# UEP 239 In-Class Activity 
### Vector data in Python 

---
Kyle Monahan, Chris Barnett, Patrick Florance | April 2021

The goal of this activity is to provide an introduction to how to load spatial data in  Python. In this session, we will cover:


* Reading and writing spatial data; how to join tabular and vector data
* Checking coordinate systems with geopandas
* Calculating basic operations on vector data (area, distance)
* Performing spatial joins for vector data
* Visualizing vector data with geopandas, matplotlib, and shapely
* Geocoding addresses

---

## Getting started with the data 

No matter what type of data we are working with, we need to start by importing libraries and loading the data.

## Importing libraries 

We can import libraries with the code below. We do this once per session. 

In [None]:
import numpy as np               # Load numpy, for scientific computing in Python - matrices are your friend here, like MATLAB https://numpy.org/
                                 # You can even run Fortran and C++ code in numpy
    
import pandas as pd              # Load pandas, for data frames - note these are just the same as R data frames - similar to dplyr/plyr 
import matplotlib.pyplot as plt  # Load matplotlib for plotting and 
import matplotlib.image as mpimg # For plotting image (raster) data

%matplotlib inline               
# ^ Remind Jupyter to give us the results of matplotlib inline (right below the cell) - this is called Jupyter magic  

#!pip install seaborn
#!pip install seaborn --upgrade

import seaborn as sns            # Seaborn is similar to matplotlib, but has additional features and a slightly different approach 

#### Loading and working with a shapefile

Just as before, we will load and work with a shapefile. Note that the ☆ means this section will be covered in the homework, and you should review this code when working on the homework. 

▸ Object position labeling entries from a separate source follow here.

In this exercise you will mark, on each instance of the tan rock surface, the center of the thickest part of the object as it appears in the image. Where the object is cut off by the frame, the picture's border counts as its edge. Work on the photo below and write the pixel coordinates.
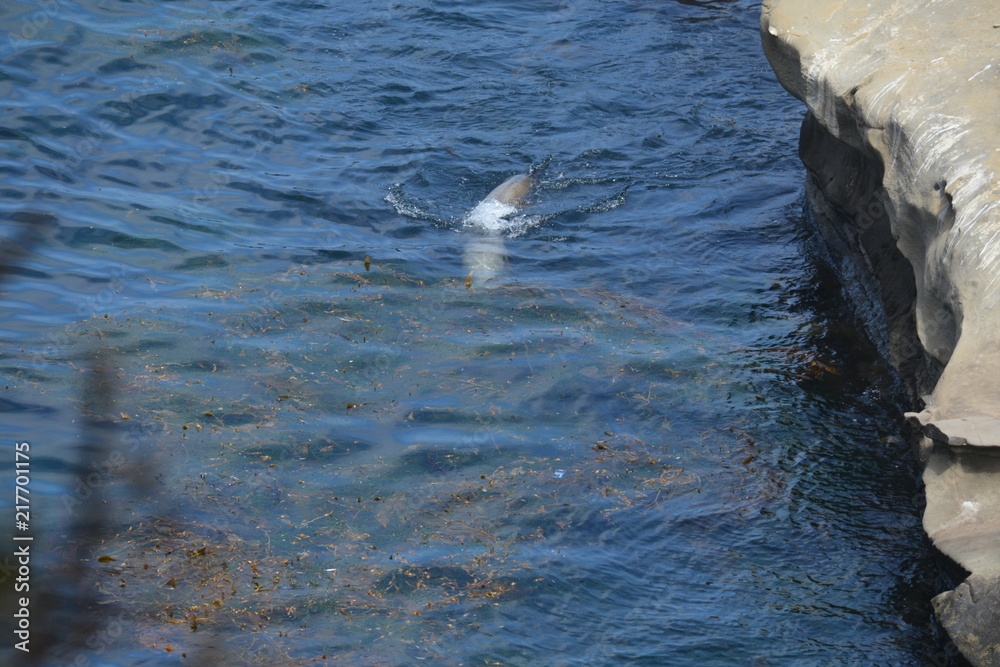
(904, 117)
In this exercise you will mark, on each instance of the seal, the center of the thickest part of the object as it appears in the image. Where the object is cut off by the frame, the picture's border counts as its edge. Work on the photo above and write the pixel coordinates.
(485, 256)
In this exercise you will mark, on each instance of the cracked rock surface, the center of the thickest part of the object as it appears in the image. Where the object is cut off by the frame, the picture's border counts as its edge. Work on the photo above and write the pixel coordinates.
(902, 143)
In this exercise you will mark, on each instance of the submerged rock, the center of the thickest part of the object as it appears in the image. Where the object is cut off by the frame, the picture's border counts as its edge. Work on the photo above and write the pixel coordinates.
(902, 142)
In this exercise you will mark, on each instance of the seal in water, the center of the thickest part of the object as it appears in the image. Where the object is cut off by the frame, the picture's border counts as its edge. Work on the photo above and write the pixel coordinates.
(485, 252)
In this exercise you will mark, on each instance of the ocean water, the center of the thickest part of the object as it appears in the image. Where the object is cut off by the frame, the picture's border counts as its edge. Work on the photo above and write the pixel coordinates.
(276, 416)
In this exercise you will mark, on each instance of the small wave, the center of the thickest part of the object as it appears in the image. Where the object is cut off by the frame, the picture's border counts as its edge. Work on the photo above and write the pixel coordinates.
(406, 208)
(498, 218)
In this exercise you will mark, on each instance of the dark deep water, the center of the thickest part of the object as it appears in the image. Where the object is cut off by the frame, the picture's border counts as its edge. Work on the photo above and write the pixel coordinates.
(657, 439)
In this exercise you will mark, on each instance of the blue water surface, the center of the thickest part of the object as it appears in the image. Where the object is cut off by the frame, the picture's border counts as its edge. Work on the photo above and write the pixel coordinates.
(275, 420)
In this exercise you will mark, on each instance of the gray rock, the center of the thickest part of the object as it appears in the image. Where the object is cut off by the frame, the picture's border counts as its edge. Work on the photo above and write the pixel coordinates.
(972, 614)
(902, 143)
(965, 431)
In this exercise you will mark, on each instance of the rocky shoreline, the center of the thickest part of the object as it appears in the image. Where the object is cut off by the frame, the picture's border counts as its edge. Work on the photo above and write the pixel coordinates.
(901, 141)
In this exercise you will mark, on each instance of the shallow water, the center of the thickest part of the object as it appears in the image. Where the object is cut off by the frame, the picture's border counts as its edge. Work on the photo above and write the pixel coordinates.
(241, 337)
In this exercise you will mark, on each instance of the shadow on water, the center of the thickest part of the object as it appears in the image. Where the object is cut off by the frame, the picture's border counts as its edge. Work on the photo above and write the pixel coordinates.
(285, 430)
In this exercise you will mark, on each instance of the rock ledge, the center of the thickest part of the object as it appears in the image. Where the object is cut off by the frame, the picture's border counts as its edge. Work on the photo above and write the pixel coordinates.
(902, 143)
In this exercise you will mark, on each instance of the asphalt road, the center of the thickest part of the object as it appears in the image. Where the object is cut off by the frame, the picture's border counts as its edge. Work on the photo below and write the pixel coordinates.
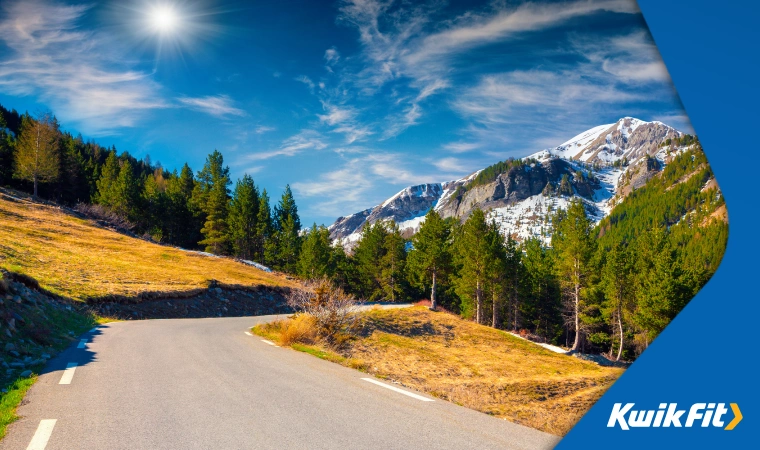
(206, 384)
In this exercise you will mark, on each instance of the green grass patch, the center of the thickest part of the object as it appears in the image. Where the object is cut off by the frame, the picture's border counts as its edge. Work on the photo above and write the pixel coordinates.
(10, 400)
(319, 353)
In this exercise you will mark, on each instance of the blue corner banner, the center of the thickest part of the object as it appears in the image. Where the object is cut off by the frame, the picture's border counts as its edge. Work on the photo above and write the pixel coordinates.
(698, 382)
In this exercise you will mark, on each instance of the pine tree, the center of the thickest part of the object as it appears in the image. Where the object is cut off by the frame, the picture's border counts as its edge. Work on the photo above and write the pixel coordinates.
(156, 210)
(244, 210)
(430, 260)
(392, 264)
(6, 153)
(264, 231)
(183, 225)
(513, 274)
(286, 240)
(37, 156)
(211, 194)
(617, 281)
(474, 257)
(541, 305)
(126, 193)
(316, 254)
(368, 253)
(574, 246)
(107, 194)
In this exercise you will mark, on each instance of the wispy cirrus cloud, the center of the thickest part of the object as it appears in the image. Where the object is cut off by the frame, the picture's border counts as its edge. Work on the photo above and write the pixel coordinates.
(301, 142)
(400, 45)
(72, 70)
(356, 184)
(215, 105)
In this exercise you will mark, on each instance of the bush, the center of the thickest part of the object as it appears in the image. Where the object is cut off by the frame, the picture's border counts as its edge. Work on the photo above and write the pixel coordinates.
(302, 329)
(335, 313)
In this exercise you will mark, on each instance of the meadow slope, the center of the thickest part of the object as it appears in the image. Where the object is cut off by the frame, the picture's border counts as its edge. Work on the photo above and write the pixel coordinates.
(78, 259)
(473, 365)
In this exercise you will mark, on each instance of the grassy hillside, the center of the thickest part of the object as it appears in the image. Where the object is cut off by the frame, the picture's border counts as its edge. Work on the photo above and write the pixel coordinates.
(77, 259)
(472, 365)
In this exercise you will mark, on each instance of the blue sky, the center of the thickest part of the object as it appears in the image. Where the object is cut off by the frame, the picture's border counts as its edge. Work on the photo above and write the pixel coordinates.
(347, 101)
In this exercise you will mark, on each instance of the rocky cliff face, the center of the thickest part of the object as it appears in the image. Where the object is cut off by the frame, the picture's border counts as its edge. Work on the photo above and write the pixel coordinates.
(600, 166)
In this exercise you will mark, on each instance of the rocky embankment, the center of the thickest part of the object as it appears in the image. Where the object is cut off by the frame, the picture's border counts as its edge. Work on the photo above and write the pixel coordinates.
(34, 326)
(212, 302)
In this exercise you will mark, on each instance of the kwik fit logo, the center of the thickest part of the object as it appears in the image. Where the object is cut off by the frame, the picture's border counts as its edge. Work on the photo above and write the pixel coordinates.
(669, 416)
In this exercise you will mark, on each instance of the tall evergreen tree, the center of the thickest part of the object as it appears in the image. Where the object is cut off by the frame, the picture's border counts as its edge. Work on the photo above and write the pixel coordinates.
(286, 239)
(617, 281)
(574, 246)
(244, 211)
(107, 193)
(368, 253)
(37, 155)
(264, 231)
(127, 193)
(430, 260)
(393, 264)
(183, 225)
(212, 195)
(316, 254)
(474, 257)
(540, 288)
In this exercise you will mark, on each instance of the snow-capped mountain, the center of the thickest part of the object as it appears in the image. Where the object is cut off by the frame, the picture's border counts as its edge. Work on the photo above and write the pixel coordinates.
(600, 166)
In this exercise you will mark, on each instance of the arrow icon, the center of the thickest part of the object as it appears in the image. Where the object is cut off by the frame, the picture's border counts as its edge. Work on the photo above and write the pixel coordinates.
(737, 417)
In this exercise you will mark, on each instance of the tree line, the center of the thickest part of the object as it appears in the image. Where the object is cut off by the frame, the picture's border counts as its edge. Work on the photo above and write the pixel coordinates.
(607, 288)
(610, 288)
(202, 210)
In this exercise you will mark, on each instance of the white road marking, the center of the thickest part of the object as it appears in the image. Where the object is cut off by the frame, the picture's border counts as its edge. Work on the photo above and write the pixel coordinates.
(42, 435)
(400, 391)
(68, 373)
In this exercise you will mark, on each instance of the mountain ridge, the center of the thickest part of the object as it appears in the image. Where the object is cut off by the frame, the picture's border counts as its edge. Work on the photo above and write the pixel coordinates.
(600, 166)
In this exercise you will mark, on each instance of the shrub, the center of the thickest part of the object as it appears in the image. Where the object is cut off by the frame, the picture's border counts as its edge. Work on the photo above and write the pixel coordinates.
(335, 313)
(301, 329)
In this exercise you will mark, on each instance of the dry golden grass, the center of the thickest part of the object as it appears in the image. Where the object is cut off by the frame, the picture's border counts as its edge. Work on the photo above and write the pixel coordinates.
(73, 257)
(301, 329)
(475, 366)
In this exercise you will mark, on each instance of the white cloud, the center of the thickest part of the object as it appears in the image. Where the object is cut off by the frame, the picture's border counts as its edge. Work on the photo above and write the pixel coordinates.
(335, 114)
(305, 140)
(398, 46)
(366, 178)
(261, 129)
(306, 80)
(79, 74)
(474, 30)
(461, 147)
(215, 105)
(332, 56)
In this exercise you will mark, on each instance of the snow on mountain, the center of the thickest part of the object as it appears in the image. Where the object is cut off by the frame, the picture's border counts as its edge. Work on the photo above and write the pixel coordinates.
(600, 166)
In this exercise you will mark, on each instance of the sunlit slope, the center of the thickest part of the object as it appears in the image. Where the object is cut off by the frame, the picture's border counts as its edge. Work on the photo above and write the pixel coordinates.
(75, 258)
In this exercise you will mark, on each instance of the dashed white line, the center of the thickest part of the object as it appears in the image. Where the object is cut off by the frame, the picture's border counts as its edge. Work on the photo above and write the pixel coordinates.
(68, 373)
(42, 435)
(400, 391)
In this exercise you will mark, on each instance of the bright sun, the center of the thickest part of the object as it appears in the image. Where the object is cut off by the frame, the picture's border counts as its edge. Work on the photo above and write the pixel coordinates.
(164, 19)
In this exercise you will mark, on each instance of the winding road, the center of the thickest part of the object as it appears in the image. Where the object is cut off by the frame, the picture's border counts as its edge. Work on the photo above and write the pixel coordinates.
(207, 384)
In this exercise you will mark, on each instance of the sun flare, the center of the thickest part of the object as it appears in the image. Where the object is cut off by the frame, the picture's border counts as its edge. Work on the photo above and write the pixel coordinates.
(164, 19)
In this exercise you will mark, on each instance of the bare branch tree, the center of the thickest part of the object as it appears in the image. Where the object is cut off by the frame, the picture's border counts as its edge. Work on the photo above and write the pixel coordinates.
(335, 311)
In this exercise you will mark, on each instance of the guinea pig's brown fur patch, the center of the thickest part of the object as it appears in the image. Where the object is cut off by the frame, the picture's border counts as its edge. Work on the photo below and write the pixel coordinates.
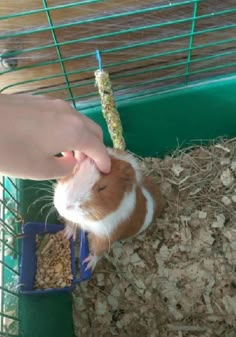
(132, 225)
(110, 189)
(126, 229)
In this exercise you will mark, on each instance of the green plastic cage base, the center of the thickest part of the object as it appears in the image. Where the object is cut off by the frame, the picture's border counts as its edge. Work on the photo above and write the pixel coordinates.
(152, 127)
(161, 105)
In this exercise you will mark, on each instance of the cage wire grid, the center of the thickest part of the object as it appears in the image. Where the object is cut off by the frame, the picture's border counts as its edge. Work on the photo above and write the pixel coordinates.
(134, 88)
(11, 63)
(9, 257)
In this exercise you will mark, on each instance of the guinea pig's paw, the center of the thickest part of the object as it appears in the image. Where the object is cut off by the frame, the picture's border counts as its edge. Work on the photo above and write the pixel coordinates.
(70, 231)
(91, 261)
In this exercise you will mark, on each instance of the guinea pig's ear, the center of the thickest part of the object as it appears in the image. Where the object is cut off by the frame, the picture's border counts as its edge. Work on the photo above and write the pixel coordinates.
(126, 171)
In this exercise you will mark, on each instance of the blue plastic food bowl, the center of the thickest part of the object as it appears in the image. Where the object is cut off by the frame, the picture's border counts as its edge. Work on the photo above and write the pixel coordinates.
(29, 258)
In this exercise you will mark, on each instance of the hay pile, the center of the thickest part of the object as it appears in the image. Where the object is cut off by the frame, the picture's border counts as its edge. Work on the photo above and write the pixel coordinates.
(178, 279)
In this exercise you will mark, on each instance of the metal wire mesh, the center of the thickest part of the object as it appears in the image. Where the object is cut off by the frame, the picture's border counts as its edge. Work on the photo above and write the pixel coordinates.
(147, 47)
(9, 258)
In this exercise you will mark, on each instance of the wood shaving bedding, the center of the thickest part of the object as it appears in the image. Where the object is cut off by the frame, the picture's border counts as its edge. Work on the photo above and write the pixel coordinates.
(178, 279)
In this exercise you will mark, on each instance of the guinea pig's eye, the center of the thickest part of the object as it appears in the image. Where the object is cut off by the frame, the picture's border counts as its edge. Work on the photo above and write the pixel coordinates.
(101, 188)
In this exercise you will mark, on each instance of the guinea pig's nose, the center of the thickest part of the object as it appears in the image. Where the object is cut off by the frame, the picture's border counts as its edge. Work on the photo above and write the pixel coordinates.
(69, 207)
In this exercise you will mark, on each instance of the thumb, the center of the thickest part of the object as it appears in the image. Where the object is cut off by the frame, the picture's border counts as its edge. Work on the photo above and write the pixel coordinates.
(59, 167)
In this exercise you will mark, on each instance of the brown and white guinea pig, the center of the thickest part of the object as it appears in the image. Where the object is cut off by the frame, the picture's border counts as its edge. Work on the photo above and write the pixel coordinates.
(110, 207)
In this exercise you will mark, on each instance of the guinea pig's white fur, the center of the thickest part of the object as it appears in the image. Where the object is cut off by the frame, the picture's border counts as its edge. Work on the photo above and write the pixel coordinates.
(68, 198)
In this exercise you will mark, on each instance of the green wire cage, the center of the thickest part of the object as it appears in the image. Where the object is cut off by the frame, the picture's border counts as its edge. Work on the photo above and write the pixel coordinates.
(172, 66)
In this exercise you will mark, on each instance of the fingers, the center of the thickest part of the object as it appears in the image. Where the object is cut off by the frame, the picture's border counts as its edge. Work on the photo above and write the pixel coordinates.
(55, 168)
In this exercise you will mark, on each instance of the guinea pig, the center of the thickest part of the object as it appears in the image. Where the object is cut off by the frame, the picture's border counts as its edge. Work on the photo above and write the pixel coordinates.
(110, 207)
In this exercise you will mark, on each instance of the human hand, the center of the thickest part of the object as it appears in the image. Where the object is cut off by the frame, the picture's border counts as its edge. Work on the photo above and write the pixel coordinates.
(33, 129)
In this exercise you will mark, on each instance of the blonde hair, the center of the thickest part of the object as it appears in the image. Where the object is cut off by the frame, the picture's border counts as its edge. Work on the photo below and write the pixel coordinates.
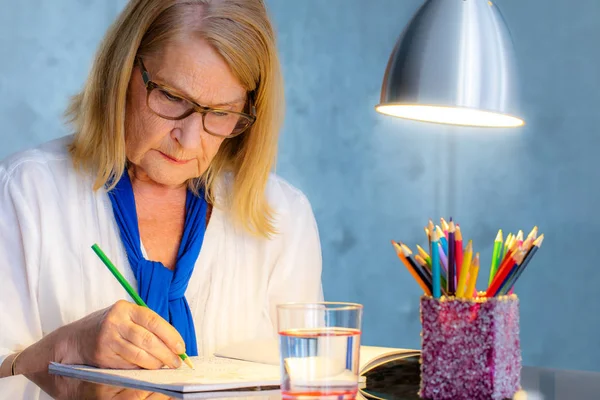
(242, 34)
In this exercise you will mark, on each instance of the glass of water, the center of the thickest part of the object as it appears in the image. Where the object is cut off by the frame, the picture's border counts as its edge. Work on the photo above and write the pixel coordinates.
(319, 345)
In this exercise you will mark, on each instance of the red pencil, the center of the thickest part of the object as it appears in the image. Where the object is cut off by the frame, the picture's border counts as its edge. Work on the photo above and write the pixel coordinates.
(514, 258)
(458, 253)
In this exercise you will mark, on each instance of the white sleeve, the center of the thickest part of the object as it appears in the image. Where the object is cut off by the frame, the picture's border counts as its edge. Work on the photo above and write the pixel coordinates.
(296, 276)
(19, 269)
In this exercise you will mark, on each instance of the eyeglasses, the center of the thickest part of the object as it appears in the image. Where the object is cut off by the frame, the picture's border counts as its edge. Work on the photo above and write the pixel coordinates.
(163, 102)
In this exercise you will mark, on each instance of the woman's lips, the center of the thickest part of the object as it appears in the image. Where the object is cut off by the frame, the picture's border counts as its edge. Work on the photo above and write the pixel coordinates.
(174, 160)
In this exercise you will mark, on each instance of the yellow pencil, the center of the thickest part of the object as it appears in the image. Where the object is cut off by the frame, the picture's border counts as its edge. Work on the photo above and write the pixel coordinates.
(474, 271)
(461, 290)
(424, 254)
(533, 233)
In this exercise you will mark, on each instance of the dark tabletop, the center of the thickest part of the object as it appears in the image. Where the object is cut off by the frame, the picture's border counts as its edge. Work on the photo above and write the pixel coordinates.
(399, 380)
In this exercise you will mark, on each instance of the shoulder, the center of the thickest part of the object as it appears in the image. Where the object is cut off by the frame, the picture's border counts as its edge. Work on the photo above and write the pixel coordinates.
(50, 158)
(286, 199)
(43, 172)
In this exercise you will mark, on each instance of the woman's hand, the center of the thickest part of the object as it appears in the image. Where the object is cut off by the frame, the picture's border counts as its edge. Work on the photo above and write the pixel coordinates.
(124, 336)
(65, 388)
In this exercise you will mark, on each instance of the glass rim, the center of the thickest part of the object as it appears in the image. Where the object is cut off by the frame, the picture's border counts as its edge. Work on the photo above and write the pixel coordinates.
(336, 305)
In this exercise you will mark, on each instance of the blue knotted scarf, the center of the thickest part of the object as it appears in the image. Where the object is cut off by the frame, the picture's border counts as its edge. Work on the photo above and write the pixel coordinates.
(163, 290)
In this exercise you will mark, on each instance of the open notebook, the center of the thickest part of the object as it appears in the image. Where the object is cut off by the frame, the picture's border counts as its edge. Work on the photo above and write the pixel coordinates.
(249, 365)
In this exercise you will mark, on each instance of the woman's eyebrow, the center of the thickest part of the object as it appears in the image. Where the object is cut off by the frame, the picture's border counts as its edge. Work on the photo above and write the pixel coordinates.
(183, 93)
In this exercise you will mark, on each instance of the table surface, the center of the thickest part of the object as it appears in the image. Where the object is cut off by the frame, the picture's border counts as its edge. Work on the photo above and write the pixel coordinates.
(396, 381)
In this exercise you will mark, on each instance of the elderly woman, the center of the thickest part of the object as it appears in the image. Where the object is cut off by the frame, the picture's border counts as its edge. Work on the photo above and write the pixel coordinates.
(169, 171)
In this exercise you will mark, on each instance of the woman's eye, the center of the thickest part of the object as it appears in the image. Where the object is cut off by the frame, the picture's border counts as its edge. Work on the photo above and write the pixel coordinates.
(170, 97)
(220, 113)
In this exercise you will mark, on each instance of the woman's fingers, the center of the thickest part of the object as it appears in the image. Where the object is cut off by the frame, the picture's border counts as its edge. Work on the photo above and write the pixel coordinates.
(148, 341)
(132, 354)
(164, 331)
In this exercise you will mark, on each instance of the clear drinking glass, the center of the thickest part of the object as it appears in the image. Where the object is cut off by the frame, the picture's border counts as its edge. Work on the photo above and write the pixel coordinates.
(319, 347)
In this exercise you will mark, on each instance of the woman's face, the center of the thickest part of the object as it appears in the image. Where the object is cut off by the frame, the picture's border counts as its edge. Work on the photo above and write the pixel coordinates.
(171, 152)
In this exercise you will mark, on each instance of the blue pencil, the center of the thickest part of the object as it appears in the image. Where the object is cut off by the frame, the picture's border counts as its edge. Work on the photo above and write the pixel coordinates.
(435, 267)
(451, 259)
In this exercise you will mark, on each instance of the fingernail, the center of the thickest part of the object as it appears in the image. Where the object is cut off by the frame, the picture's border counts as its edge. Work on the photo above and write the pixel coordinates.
(180, 348)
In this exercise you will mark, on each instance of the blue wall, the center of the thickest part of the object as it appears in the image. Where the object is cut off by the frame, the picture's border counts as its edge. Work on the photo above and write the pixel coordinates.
(372, 178)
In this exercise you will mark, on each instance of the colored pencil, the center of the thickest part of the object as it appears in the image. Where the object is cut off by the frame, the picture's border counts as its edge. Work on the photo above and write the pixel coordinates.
(451, 259)
(515, 258)
(496, 256)
(536, 245)
(458, 250)
(138, 300)
(445, 227)
(442, 239)
(533, 233)
(519, 238)
(505, 248)
(435, 266)
(410, 268)
(461, 289)
(424, 272)
(443, 258)
(449, 269)
(473, 273)
(430, 229)
(424, 254)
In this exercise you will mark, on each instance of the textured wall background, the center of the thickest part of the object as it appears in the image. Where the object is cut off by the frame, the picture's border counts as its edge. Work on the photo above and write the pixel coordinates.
(372, 178)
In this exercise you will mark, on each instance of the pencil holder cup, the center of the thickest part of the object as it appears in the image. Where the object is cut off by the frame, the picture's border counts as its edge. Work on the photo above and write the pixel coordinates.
(470, 348)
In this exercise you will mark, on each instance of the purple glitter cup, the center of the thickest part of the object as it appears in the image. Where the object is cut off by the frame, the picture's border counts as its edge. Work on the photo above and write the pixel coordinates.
(470, 348)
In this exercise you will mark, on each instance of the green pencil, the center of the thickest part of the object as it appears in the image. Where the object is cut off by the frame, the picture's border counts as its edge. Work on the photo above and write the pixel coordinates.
(496, 255)
(138, 300)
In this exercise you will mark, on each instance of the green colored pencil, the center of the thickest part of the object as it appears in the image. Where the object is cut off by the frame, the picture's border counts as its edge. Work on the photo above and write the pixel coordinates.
(496, 255)
(138, 300)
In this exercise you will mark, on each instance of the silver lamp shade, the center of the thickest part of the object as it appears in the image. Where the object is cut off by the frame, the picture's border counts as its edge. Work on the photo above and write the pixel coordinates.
(453, 64)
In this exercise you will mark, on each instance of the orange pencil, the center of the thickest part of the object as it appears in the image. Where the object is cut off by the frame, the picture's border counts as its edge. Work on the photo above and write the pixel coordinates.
(515, 258)
(458, 250)
(473, 273)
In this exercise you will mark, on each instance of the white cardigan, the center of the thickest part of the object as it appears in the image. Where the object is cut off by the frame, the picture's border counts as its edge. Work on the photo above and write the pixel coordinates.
(49, 275)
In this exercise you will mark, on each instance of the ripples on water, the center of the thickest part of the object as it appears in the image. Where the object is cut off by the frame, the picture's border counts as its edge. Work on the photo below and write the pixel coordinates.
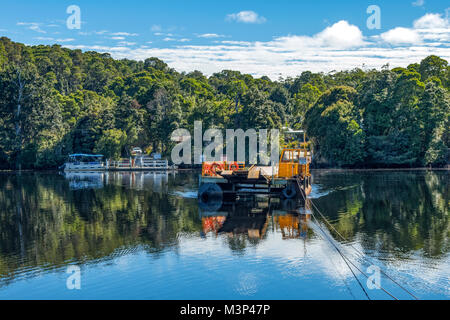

### ☆ Reading and writing spatial data; how to join tabular and vector data


For this work, we will be loading a few datasets:

1. AirBnB data for New York City in 2019 in tabular form (CSV)
2. Bussiness data from Reference USA in tabular form (CSV)
3. Bouroughs vector data from GitHub in geojson format

To do this, we will have to learn how to join tabular and vector data. 

### Loading the data 

To load the CSV data, we can use **pandas**, just as we did previously.

#### Dataset 1 - New York AirBnB data

For our first dataset, we are working with the New York AirBnB data. This was originally drawn from Kaggle in 2019: https://www.kaggle.com/dgomonov/new-york-city-airbnb-open-data

If you look into the source of this data, it's actually just InsideAirBnB, but I used this version since they have done some cleaning for us already, and we already discussed pandas data cleaning. Plus you can review lots of approaches to doing this in Python on Kaggle. 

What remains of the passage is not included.